My girlfriend broke up with me in December 2025, mainly due to some frustrations over our communication styles and her feeling like I wasn't giving her enough access into my life etc. She has some unresolved trauma from a previous relationship, whereby her ex was married and hid this from her and I think some of my behaviours triggered memories of that. We had been together for two and a half years and had many happy times together. There was never any infidelity or nastiness at all on either side.

Since that point, we fell into a holding pattern whereby we were still messaging each other every day (saying good morning and good night each day, asking about work/life) and also meeting up pretty much every week for dinner, drinks or a walk etc. After every meeting, we'd both say how lovely it was to see each other and sometimes message to say we missed each other. However, we didn't manage to rekindle the full romantic relationship as such but I think both of us still wanted that to happen and it felt almost as if we were still involved with one another - I certainly wasn't trying to find someone else. The holding pattern kind of dented the confidence we had in the relationship and things eventually came to a head in April this year.

She became more distant/withdrawn and eventually we met up for a walk and she told me that she no longer wanted to try for our relationship. I was devastated and tried to convince her that there were things we/I could do that would make the situation a lot better and more secure. She agreed to think about things for another couple of days but ultimately sent me a long breakup message in mid-April, saying that she was at the point of complete emotional burnout and that her own unresolved relationship traumas had been weighing on her more than she realised. She did say that what we shared was special and rare but that she believed the healthiest path for both of us was to bring the romantic relationship to a final end.

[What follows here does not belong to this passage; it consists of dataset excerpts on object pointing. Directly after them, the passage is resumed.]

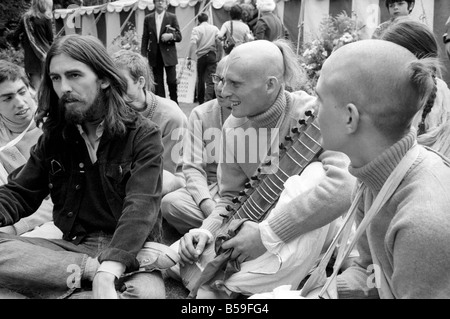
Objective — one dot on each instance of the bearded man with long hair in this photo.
(101, 163)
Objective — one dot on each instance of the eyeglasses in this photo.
(217, 78)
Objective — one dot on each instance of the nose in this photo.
(19, 101)
(65, 86)
(225, 91)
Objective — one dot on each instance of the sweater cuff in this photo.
(282, 227)
(21, 227)
(199, 195)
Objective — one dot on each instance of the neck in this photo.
(367, 149)
(90, 127)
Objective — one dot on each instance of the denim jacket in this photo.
(131, 176)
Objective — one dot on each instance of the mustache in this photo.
(68, 97)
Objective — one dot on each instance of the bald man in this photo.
(368, 94)
(284, 247)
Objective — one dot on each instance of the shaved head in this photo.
(375, 76)
(258, 58)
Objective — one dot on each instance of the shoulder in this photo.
(171, 15)
(300, 103)
(149, 16)
(206, 108)
(427, 184)
(170, 111)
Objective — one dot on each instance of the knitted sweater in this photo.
(332, 196)
(409, 235)
(199, 161)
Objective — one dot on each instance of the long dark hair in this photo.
(90, 51)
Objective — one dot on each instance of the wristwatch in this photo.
(444, 37)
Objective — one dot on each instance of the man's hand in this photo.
(192, 246)
(8, 229)
(207, 206)
(103, 286)
(247, 244)
(165, 37)
(447, 49)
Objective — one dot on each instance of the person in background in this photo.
(269, 26)
(160, 34)
(35, 33)
(433, 120)
(446, 38)
(18, 134)
(164, 112)
(235, 28)
(187, 207)
(205, 48)
(101, 163)
(406, 246)
(398, 10)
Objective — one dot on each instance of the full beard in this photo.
(82, 112)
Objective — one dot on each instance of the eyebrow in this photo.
(13, 93)
(67, 72)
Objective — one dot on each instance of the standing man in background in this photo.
(447, 38)
(204, 47)
(161, 32)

I replied to say that I was heartbroken but understood. I couldn't just leave it though, because of the strength of my feelings for this lady. So after 10 days, I reached out to let her know that I'd been doing a lot of honest reflection on where we were (which I had) and that I realised I wasn't giving her the security she needed. I invited her to join me for a drink at a bar we had always spoken about going to.

I fully expected her reply to be a continuation of her final message from earlier in the month, but to my surprise, she didn't reaffirm that it was the end for us and she didn't ask me to leave her alone or move on. Instead, she said it was really good to hear from me and that it meant a lot to her to know that I'd been thinking through things so honestly. She said she'd thought a lot about my drink invitation but that she is still in a place of deep emotional burnout and needs to stay in the space she has carved out for herself for her own healing. She went on to say that because of that, a drink wouldn't feel right for her at this stage and she needs to focus on her own well-being for now.

I replied to say I understand and respect the space she needs. She sent a short reply to thank me for being understanding (but also a reply that essentially killed the conversation). That was a week and a half ago and there hasn't been any further contact.

Now I'm really unsure what to do or how to feel? Should I take hope from the fact that she used positive language in her reply to my drink offer and said things like "at this stage" and "for now". It seemed to me (who is admittedly desperate to see positive signs) that there was a shift from the finality of her previous message. Am I reading too much into those phrases, as being potential temporal language, i.e. that she might feel differently in the future and the door is perhaps slightly ajar? She's not a cruel person, so if she already knew that she never wanted to see me again, I don't think she would say things about my reflections meaning a lot to her etc.

Has anyone been in a similar situation? Was there any approach that helped? Any advice is gratefully received. I really love this lady and know that we can have something special together, but I have to get through the barriers she has now put up.